For the SpanBert model fine-tuned on TACRED dataset (ie. mrm8488/spanbert-base-finetuned-tacred · Hugging Face) the subject and object entities (ie. PERSON, ORGANIZATION, etc) are substituted by an unused token at the original code :
replace the subject and object entities by their NER
tags such as “[CLS][SUBJ-PER] was born in
[OBJ-LOC] , Michigan, . . . ”
as described in their paper: https://arxiv.org/pdf/2004.14855.pdf
And can also be found in their code: https://github.com/facebookresearch/SpanBERT/blob/master/code/run_tacred.py
in lines 134 to 139:
def get_special_token(w):
if w not in special_tokens:
special_tokens[w] = "[unused%d]" % (len(special_tokens) + 1)
return special_tokens[w]
...
SUBJECT_START = get_special_token("SUBJ_START")
SUBJECT_END = get_special_token("SUBJ_END")
OBJECT_START = get_special_token("OBJ_START")
OBJECT_END = get_special_token("OBJ_END")
SUBJECT_NER = get_special_token("SUBJ=%s" % example.ner1)
OBJECT_NER = get_special_token("OBJ=%s" % example.ner2)

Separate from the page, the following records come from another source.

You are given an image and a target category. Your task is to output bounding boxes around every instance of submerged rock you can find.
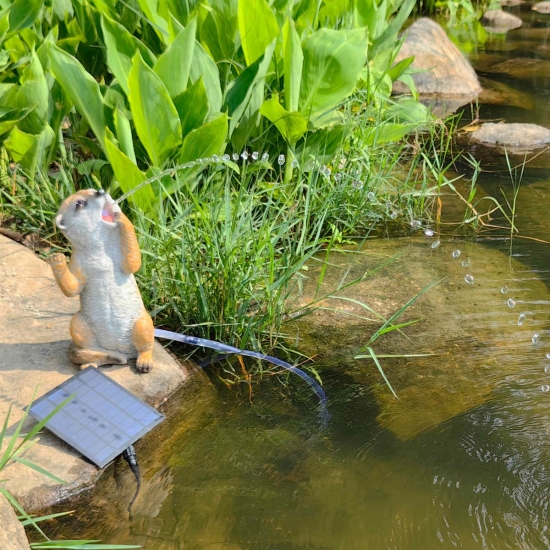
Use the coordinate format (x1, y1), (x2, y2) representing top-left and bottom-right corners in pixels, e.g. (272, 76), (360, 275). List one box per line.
(0, 494), (30, 550)
(470, 122), (550, 149)
(531, 1), (550, 13)
(478, 78), (535, 109)
(481, 10), (523, 33)
(485, 57), (550, 78)
(286, 238), (550, 439)
(393, 18), (481, 98)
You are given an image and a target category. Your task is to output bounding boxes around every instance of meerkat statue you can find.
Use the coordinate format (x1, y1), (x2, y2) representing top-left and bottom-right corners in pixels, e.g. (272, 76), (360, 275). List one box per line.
(47, 189), (154, 373)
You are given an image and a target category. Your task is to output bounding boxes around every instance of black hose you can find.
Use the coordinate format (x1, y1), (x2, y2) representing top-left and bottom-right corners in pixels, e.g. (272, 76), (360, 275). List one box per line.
(122, 445), (141, 518)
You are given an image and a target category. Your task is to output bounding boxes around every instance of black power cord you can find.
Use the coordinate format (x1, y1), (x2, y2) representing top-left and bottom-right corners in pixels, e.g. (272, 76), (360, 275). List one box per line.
(122, 445), (141, 517)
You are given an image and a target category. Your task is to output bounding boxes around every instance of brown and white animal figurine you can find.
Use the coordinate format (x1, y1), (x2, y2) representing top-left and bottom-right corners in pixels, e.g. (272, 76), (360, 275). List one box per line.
(47, 189), (154, 372)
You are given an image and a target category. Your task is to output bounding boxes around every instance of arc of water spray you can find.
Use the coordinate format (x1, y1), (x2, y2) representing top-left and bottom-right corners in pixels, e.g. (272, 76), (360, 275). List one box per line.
(115, 155), (218, 204)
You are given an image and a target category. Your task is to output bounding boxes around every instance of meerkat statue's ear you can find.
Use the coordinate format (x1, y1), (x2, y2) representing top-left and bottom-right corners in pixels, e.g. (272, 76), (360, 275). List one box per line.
(55, 214), (67, 231)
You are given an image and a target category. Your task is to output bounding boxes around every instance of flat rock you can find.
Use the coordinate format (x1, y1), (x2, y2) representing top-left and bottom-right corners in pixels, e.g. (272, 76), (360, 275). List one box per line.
(481, 10), (523, 33)
(0, 494), (30, 550)
(0, 236), (198, 512)
(393, 18), (481, 101)
(470, 122), (550, 149)
(531, 1), (550, 14)
(288, 237), (550, 439)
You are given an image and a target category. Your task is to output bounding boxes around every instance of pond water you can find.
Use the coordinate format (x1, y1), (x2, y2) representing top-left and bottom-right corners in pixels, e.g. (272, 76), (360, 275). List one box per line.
(44, 4), (550, 550)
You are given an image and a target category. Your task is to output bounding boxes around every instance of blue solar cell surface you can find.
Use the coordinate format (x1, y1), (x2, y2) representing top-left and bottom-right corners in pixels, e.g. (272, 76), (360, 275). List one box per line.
(29, 367), (165, 468)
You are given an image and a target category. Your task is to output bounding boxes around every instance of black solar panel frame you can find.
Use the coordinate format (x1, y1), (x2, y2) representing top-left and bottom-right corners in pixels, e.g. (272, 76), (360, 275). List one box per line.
(29, 367), (165, 468)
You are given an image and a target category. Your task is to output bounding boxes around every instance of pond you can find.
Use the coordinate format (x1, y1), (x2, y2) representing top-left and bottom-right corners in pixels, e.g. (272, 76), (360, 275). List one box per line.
(44, 7), (550, 550)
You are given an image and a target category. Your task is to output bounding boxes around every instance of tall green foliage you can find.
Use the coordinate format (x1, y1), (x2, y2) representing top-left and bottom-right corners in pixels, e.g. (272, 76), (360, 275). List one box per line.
(0, 0), (426, 210)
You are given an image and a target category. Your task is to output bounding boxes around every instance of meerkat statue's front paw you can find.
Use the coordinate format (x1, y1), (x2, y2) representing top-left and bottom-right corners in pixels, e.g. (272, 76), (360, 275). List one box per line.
(46, 252), (67, 269)
(136, 351), (153, 374)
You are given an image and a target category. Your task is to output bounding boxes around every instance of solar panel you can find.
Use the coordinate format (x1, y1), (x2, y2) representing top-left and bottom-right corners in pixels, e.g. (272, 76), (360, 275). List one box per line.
(29, 367), (165, 468)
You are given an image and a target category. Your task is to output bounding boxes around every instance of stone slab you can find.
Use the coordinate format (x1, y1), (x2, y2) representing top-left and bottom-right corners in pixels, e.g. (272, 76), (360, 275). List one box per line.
(0, 236), (194, 512)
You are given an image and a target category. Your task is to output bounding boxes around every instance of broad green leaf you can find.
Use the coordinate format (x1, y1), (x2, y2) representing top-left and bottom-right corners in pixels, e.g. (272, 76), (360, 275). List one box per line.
(4, 126), (55, 175)
(299, 29), (367, 122)
(128, 53), (181, 167)
(9, 0), (44, 34)
(0, 107), (34, 136)
(47, 44), (105, 146)
(225, 41), (275, 137)
(238, 0), (280, 65)
(369, 0), (416, 56)
(283, 18), (304, 111)
(179, 113), (227, 164)
(190, 42), (223, 113)
(201, 0), (239, 62)
(105, 130), (155, 212)
(155, 19), (197, 98)
(174, 78), (210, 138)
(260, 94), (307, 144)
(388, 55), (414, 80)
(101, 16), (137, 95)
(164, 0), (200, 27)
(15, 52), (50, 134)
(113, 109), (137, 164)
(138, 0), (170, 43)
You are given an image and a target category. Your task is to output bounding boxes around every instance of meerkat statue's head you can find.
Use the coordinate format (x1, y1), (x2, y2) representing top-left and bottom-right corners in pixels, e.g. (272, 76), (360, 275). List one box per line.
(55, 189), (120, 246)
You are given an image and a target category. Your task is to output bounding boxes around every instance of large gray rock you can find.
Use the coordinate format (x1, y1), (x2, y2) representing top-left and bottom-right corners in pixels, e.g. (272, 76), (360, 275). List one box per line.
(0, 236), (201, 512)
(531, 1), (550, 13)
(0, 494), (30, 550)
(393, 18), (481, 98)
(470, 122), (550, 149)
(481, 10), (523, 33)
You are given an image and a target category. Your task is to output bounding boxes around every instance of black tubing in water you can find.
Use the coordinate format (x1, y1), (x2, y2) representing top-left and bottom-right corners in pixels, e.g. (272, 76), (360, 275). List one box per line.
(155, 328), (330, 425)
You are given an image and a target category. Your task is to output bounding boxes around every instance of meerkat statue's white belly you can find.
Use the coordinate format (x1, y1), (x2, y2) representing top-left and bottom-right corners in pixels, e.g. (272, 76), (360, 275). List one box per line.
(77, 246), (147, 358)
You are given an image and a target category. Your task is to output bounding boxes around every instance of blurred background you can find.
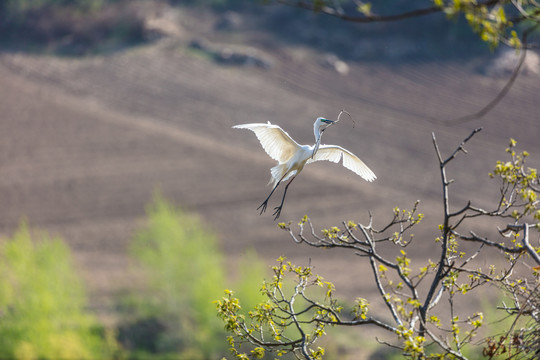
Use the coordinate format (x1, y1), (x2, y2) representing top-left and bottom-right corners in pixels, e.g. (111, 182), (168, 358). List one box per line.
(0, 0), (540, 359)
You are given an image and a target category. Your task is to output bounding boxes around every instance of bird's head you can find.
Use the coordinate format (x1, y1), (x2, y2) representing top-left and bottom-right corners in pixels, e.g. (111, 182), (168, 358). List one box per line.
(313, 117), (334, 138)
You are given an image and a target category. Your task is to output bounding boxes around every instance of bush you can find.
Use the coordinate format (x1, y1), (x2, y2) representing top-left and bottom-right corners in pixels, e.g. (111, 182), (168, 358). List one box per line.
(0, 223), (114, 359)
(120, 196), (262, 359)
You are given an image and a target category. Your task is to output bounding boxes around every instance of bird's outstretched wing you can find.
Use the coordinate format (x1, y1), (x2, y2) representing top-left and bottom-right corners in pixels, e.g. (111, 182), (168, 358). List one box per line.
(308, 145), (377, 181)
(233, 123), (300, 163)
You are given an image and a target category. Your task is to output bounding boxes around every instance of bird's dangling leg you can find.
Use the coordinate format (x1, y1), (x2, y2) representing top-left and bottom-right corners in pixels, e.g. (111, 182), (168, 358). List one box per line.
(273, 176), (296, 221)
(257, 174), (287, 215)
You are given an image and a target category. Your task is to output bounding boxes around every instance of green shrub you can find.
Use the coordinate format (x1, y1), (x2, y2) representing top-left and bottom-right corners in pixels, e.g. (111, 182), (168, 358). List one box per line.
(126, 196), (228, 358)
(124, 195), (265, 360)
(0, 223), (112, 359)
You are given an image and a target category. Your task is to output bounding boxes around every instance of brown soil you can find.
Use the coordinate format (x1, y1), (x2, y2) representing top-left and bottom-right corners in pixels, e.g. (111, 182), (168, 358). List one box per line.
(0, 5), (540, 322)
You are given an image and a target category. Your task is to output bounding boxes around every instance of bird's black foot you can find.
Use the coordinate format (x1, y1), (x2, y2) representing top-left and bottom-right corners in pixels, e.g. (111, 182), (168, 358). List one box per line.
(257, 199), (268, 215)
(272, 205), (283, 221)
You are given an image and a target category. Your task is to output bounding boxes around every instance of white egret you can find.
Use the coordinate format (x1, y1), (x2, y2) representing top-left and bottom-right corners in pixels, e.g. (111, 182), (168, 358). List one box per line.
(233, 117), (377, 220)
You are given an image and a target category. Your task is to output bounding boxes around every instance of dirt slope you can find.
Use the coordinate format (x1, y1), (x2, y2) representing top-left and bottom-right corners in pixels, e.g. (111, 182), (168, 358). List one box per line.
(0, 8), (540, 313)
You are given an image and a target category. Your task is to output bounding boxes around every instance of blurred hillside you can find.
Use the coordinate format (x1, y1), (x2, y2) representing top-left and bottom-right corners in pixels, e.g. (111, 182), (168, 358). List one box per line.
(0, 2), (540, 324)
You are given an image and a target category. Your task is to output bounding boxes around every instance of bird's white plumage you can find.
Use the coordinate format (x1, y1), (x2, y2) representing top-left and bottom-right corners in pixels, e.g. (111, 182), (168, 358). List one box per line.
(233, 123), (300, 163)
(307, 145), (377, 181)
(233, 117), (376, 220)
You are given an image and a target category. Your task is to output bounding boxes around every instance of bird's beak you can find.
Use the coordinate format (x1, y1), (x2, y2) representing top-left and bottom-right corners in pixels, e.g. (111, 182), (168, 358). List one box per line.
(321, 119), (335, 132)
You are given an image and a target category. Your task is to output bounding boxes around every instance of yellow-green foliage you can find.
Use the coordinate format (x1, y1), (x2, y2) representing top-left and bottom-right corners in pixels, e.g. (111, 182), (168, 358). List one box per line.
(131, 196), (225, 359)
(0, 223), (110, 359)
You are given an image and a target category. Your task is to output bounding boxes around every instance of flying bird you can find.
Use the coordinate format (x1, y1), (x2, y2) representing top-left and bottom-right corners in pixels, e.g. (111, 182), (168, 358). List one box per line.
(233, 117), (377, 220)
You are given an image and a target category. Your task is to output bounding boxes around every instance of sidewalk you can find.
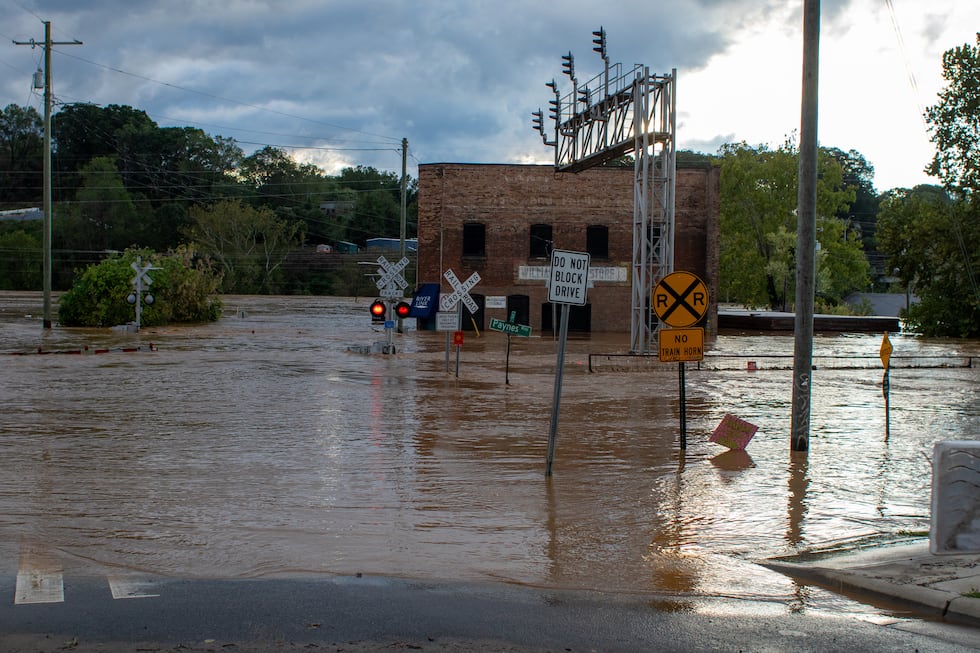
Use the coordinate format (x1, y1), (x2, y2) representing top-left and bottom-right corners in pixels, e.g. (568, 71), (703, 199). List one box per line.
(763, 542), (980, 627)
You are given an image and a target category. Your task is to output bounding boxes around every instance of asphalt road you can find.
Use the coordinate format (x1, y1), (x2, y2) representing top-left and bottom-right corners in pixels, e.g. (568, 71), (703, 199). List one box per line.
(0, 576), (980, 653)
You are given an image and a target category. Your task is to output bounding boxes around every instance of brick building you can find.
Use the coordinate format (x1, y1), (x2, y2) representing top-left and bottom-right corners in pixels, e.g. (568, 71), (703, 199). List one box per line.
(418, 163), (719, 333)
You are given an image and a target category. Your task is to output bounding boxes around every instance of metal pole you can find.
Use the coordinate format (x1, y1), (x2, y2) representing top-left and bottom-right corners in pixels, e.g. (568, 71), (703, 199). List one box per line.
(42, 20), (51, 329)
(398, 138), (408, 333)
(790, 0), (820, 451)
(134, 256), (143, 332)
(544, 304), (571, 476)
(677, 362), (687, 449)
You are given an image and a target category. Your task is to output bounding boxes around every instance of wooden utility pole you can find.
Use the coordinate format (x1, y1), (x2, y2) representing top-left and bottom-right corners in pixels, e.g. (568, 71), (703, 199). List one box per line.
(790, 0), (820, 451)
(14, 20), (82, 329)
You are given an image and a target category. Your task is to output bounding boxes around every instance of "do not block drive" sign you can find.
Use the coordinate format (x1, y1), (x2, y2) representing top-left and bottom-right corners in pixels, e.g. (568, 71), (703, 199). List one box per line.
(548, 249), (589, 306)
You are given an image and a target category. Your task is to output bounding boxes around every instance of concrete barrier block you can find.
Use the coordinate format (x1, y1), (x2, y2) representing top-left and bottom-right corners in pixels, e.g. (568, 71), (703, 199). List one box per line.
(929, 440), (980, 555)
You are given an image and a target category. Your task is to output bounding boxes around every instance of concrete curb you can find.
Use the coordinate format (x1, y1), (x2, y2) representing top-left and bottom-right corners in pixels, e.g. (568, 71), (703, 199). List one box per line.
(760, 545), (980, 627)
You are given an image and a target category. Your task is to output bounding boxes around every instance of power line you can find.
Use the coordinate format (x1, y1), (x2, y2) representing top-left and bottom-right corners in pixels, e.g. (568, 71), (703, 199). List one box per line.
(48, 51), (401, 143)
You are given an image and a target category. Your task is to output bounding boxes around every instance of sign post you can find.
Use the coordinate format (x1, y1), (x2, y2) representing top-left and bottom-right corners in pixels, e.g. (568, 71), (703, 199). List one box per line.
(374, 256), (409, 354)
(126, 256), (160, 331)
(653, 272), (708, 449)
(545, 249), (590, 476)
(439, 270), (480, 378)
(878, 331), (893, 440)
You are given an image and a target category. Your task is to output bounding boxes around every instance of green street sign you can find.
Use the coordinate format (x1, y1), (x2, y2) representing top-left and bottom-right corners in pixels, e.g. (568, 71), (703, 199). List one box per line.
(490, 317), (531, 338)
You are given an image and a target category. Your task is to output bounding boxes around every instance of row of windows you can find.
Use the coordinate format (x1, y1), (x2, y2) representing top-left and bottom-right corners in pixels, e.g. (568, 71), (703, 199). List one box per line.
(463, 222), (609, 259)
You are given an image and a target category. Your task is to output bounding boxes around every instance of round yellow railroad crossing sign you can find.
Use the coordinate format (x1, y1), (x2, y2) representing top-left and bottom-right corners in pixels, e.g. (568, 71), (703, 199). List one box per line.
(653, 272), (708, 328)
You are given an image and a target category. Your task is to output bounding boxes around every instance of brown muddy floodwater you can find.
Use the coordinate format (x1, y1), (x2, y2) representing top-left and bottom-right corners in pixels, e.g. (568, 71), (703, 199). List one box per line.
(0, 293), (980, 609)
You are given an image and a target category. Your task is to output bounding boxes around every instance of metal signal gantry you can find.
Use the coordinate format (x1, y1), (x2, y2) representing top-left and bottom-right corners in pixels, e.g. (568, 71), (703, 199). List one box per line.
(531, 27), (677, 353)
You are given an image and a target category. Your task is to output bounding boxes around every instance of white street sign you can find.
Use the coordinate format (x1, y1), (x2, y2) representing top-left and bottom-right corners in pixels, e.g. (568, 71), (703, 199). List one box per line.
(436, 311), (459, 331)
(548, 249), (590, 306)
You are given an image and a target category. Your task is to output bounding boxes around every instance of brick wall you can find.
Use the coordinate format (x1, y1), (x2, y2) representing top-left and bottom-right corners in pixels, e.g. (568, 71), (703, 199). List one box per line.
(418, 163), (719, 332)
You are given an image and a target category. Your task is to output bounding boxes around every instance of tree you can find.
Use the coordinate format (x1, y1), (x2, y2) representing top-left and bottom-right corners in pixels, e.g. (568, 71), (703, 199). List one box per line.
(878, 186), (980, 338)
(0, 229), (42, 290)
(719, 142), (868, 310)
(186, 200), (302, 293)
(925, 32), (980, 194)
(0, 104), (44, 209)
(58, 248), (221, 327)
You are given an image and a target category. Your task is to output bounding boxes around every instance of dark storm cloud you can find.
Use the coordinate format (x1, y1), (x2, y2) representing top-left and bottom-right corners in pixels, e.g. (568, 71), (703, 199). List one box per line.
(0, 0), (856, 169)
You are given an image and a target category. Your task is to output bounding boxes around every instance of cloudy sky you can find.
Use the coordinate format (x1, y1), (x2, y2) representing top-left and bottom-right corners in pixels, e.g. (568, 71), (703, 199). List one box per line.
(0, 0), (980, 191)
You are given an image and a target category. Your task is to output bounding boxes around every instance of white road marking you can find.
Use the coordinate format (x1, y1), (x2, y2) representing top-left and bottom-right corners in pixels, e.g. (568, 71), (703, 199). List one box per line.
(14, 544), (65, 605)
(108, 576), (160, 599)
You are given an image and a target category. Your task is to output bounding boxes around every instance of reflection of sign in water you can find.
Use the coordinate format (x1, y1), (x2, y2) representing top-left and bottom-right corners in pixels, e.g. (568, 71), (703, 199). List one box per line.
(708, 415), (759, 449)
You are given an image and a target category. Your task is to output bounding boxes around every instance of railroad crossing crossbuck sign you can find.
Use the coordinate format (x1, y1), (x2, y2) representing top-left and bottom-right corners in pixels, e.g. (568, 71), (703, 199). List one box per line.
(439, 270), (480, 315)
(374, 256), (409, 297)
(653, 272), (708, 328)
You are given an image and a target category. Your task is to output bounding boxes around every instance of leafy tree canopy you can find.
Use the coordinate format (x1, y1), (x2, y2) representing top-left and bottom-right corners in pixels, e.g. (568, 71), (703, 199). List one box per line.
(925, 32), (980, 194)
(58, 247), (221, 327)
(719, 142), (868, 310)
(878, 186), (980, 338)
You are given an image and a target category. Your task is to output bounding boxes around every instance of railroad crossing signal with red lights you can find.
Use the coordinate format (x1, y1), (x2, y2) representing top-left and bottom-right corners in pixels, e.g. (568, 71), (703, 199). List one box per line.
(370, 299), (412, 322)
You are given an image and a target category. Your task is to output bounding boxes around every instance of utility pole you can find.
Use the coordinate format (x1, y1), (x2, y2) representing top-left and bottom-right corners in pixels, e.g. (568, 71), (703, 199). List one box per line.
(790, 0), (820, 451)
(14, 20), (82, 329)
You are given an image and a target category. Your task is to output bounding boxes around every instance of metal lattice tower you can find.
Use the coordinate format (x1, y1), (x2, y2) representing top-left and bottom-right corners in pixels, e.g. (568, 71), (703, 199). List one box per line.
(532, 28), (677, 354)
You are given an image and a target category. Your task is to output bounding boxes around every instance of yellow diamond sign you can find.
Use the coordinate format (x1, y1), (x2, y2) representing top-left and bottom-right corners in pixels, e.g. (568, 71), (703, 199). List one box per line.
(878, 331), (892, 370)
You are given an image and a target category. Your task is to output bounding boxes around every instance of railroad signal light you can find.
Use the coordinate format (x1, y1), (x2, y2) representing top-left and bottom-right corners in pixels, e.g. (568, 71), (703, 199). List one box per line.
(548, 98), (561, 122)
(592, 27), (606, 59)
(561, 50), (575, 79)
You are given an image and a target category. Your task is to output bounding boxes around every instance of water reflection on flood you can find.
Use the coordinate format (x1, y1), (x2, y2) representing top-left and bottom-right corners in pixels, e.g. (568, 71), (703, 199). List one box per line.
(0, 294), (980, 603)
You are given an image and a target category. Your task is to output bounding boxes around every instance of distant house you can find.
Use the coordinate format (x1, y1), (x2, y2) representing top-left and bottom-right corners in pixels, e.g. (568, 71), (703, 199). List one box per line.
(320, 200), (354, 215)
(0, 208), (44, 220)
(367, 238), (419, 252)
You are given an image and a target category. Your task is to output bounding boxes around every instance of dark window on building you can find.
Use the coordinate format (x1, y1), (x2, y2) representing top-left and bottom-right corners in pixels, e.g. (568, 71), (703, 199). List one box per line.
(585, 224), (609, 259)
(527, 224), (552, 258)
(463, 222), (487, 256)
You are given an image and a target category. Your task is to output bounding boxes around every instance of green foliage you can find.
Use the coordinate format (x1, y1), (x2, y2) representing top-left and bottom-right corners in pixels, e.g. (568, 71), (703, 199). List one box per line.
(0, 229), (43, 290)
(186, 200), (302, 294)
(0, 104), (44, 209)
(926, 32), (980, 193)
(719, 142), (869, 310)
(58, 247), (221, 327)
(878, 186), (980, 338)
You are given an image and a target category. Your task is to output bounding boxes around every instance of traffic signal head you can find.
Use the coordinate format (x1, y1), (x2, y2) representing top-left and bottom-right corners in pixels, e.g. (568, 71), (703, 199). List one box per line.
(561, 52), (575, 79)
(592, 27), (606, 59)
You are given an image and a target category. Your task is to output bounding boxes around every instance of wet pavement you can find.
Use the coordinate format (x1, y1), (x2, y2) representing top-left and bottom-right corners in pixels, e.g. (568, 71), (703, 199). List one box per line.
(0, 293), (980, 640)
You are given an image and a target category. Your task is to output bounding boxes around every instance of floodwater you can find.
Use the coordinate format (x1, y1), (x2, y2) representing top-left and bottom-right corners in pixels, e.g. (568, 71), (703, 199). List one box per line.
(0, 293), (980, 611)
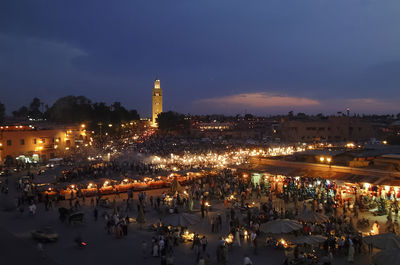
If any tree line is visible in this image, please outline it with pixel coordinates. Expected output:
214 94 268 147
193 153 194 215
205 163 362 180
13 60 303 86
0 96 140 124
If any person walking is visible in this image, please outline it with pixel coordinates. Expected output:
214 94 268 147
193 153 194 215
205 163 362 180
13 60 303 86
243 255 253 265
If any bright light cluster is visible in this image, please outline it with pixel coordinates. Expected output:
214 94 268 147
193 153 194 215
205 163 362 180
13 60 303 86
152 146 304 171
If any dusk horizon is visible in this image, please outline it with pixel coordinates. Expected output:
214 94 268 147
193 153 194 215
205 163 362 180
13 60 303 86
0 0 400 117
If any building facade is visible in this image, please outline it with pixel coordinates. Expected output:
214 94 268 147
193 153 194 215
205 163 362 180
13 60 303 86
279 116 375 142
0 124 92 164
152 79 162 125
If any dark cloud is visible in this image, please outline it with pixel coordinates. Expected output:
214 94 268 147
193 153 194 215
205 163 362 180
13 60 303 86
0 0 400 115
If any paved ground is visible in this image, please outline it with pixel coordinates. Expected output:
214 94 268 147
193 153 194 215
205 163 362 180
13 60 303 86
0 168 383 265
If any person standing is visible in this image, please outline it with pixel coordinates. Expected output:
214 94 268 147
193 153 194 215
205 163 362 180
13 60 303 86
243 255 253 265
347 238 354 263
200 236 207 253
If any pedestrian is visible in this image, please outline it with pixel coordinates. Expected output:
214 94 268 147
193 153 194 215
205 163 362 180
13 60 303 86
347 238 354 263
200 236 207 253
243 255 253 265
93 207 99 221
142 240 147 258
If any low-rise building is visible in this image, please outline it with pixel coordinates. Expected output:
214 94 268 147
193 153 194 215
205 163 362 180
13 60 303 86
279 116 375 142
0 124 92 163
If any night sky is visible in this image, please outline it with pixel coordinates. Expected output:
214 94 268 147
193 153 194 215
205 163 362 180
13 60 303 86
0 0 400 116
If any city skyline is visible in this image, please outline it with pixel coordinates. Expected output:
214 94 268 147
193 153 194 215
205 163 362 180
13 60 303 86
0 0 400 117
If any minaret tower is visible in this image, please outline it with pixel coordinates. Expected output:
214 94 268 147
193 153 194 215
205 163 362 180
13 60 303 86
153 78 162 125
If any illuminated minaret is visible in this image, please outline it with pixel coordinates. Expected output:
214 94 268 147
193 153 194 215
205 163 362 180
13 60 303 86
153 78 162 125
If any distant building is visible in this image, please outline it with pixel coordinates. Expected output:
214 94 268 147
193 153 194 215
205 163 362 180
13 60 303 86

The issue is that to use the pre-trained models one has to substitute those tokens before tokenizing, but there is no way to obtain the originally used ones without the original data (which is not freely available). Does anyone have access to the TACRED dataset and is able to obtain these tokens (or the special_tokens dict) using the original code and share it? And maybe add it somewhere in the repo so it can be easily accessed.
Thanks!